CTF’s NF Conference & Forum took place in San Francisco in September 2019. Amy Boulas, Cupid’s Charity Executive Director, was able to attend a couple days to support CTF as well as the NF Families who attended.

DAY 1

Wow, day one was amazing! I met so many great CTF volunteers and staff. Everyone is so passionate and committed to ending NF. 

While there was no shortage of great moments, one highlight was hearing how committed CTF is to ensuring the patient perspective is considered when directing research efforts and funding. It was powerful to hear how much importance is placed on what matters most to people living with NF. For example, researchers were planning to focus on shrinking schwannomas in people living with schwannomatosis. However, patients said they didn’t care about shrinking the tumors, they just wanted an end to their severe pain. This changed the trajectory of the research.

Another highlight was the patient poster presentations. People living with NF as well as parents with kids with NF made posters to share their stories and challenges. I was touched by their positivity and candor.

All of this came after hearing about CT’s goal of raising $20M by 2025. I know they can do it! And I know that we will help them.

I can’t wait for day 2!

DAY 2

Day two of the conference was broken out into educational tracks specific to NF1 and NF2 as well as schwannomatosis. Much of the day focused on issues specific to each NF type and were geared to patients and families, covering a host of topics like issues at school, transitioning to adulthood, alternative medicine/therapies. It was impactful to listen to people sharing their experiences and learning together.

At one point, we came together to listen to a phenomenal panel explain the complexities of developing new drug therapies and the process of going from the lab to clinical trials to the patient population. The panel included several clinicians, a patient and a bio tech funder. As we are focused on research at Cupid’s, it was great to see various disciplines partnering to improve the process of delivering much-needed, life-changing therapies.

Throughout the day, the theme of patient engagement was heard over and over. The commitment to ensuring that research efforts and expenditures represent what is most important to people living with NF is absolutely at the forefront of everything CTF is doing. 

While both days have been terrific, I think my favorite moment today was hearing stories of resilience shared by two young adults and a very special NF mom.  All of our work at Cupid’s and the resulting funding is making a difference. But hearing how people face the continuing challenges of NF with strength, grace and their “NF family” was a high point. 

DAY 3

It’s my last day at the CTF NF Forum but the first full day of the Scientific Conference. This meeting is bringing together over 400 doctors, scientists and clinicians from around the world to share information and progress on their NF research projects. 

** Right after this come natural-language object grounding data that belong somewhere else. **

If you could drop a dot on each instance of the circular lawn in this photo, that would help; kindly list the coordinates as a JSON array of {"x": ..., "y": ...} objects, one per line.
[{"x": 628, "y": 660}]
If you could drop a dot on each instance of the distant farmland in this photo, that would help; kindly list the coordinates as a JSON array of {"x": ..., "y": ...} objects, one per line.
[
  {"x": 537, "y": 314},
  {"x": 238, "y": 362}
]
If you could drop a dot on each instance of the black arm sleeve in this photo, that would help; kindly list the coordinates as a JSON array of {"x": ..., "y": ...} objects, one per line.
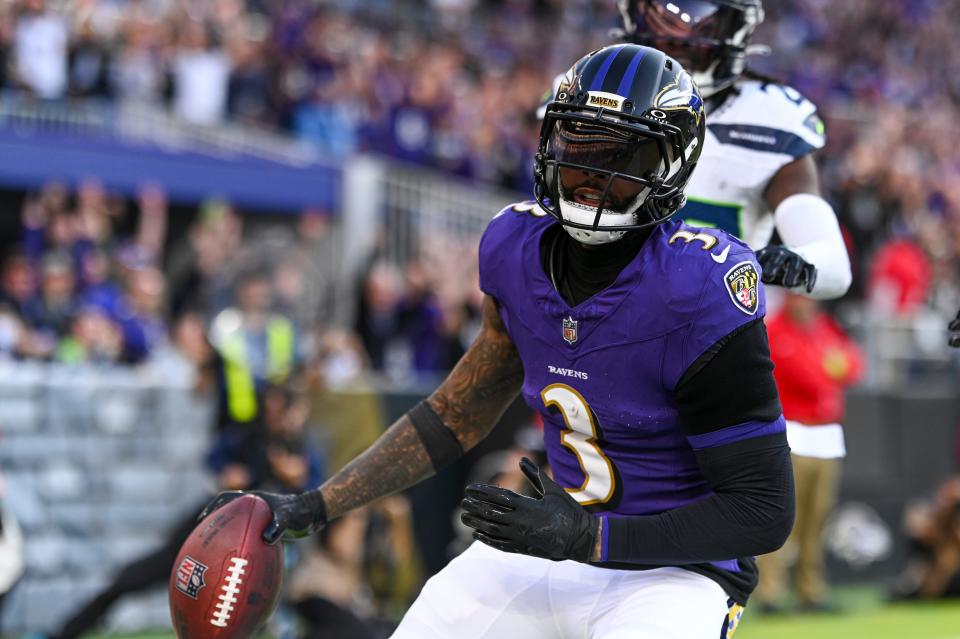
[{"x": 751, "y": 511}]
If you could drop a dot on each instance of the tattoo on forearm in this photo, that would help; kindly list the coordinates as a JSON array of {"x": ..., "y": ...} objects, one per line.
[
  {"x": 395, "y": 461},
  {"x": 470, "y": 402}
]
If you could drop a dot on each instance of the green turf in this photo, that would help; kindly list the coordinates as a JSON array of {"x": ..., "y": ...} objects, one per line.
[{"x": 861, "y": 615}]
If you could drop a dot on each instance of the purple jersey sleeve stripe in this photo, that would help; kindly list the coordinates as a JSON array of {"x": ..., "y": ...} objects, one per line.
[{"x": 736, "y": 433}]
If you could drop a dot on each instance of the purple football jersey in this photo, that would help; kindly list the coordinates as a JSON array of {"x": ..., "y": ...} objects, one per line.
[{"x": 603, "y": 374}]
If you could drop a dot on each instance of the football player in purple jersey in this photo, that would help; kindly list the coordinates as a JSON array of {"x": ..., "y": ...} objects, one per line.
[{"x": 640, "y": 341}]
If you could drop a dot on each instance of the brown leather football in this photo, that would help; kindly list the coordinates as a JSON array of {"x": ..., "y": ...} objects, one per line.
[{"x": 226, "y": 579}]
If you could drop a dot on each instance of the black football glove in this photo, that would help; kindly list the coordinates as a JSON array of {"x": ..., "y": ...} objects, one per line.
[
  {"x": 553, "y": 526},
  {"x": 294, "y": 516},
  {"x": 954, "y": 328},
  {"x": 782, "y": 267}
]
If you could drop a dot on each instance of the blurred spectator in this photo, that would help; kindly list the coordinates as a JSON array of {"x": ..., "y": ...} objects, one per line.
[
  {"x": 815, "y": 361},
  {"x": 378, "y": 319},
  {"x": 257, "y": 345},
  {"x": 201, "y": 73},
  {"x": 93, "y": 338},
  {"x": 899, "y": 279},
  {"x": 275, "y": 453},
  {"x": 42, "y": 39},
  {"x": 51, "y": 313},
  {"x": 359, "y": 576},
  {"x": 199, "y": 266},
  {"x": 18, "y": 283}
]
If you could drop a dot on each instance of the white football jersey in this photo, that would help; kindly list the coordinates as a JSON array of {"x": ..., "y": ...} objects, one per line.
[{"x": 755, "y": 131}]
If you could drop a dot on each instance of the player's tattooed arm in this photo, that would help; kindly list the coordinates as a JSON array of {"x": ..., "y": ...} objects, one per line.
[{"x": 469, "y": 402}]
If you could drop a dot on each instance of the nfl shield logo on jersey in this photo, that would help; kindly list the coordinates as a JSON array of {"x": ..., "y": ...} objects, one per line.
[
  {"x": 190, "y": 576},
  {"x": 570, "y": 330},
  {"x": 741, "y": 283}
]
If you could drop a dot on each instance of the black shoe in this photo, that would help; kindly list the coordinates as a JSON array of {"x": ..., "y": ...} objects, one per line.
[
  {"x": 769, "y": 609},
  {"x": 818, "y": 608}
]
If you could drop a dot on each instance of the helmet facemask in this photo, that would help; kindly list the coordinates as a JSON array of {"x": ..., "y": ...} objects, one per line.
[{"x": 603, "y": 174}]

I am not ashamed to admit that the presentations I had the privilege of hearing were a bit difficult to follow. The presentations were developed by scientists for scientists; I am not a scientist.

That said, I heard some very cool things about combination therapy. How combining two therapies is far more efficacious than one. (One of the pics shows a row of tumors, two rows show tumors treated with one therapy, and the bottom row shows the combined therapy.) I also heard how one researcher worked to make the tumor more permeable before treatment so that it would be more susceptible to the drug thus creating greater efficacy.

While I was only able to be part of a small portion of this conference, I left feeling incredibly hopeful. Hope for all the people living with NF, their parents and caregivers that I had just spent the last two days with, as well as so many others that we know and love. Actually hearing these brilliant people talk about how they are shrinking tumors, ensuring medications and their delivery are as effective as possible, exploring the “cellular microenvironment” in which NF thrives so they can ensure it doesn’t, I can’t help but believe that life-changing therapies are coming and a cure is somewhere on the not-too-distant horizon.

I enjoyed many things about my time at this important gathering but I think my biggest takeaway is immense gratitude and hope that with so many brilliant minds around the world making NF their life’s work we will end NF in our lifetime.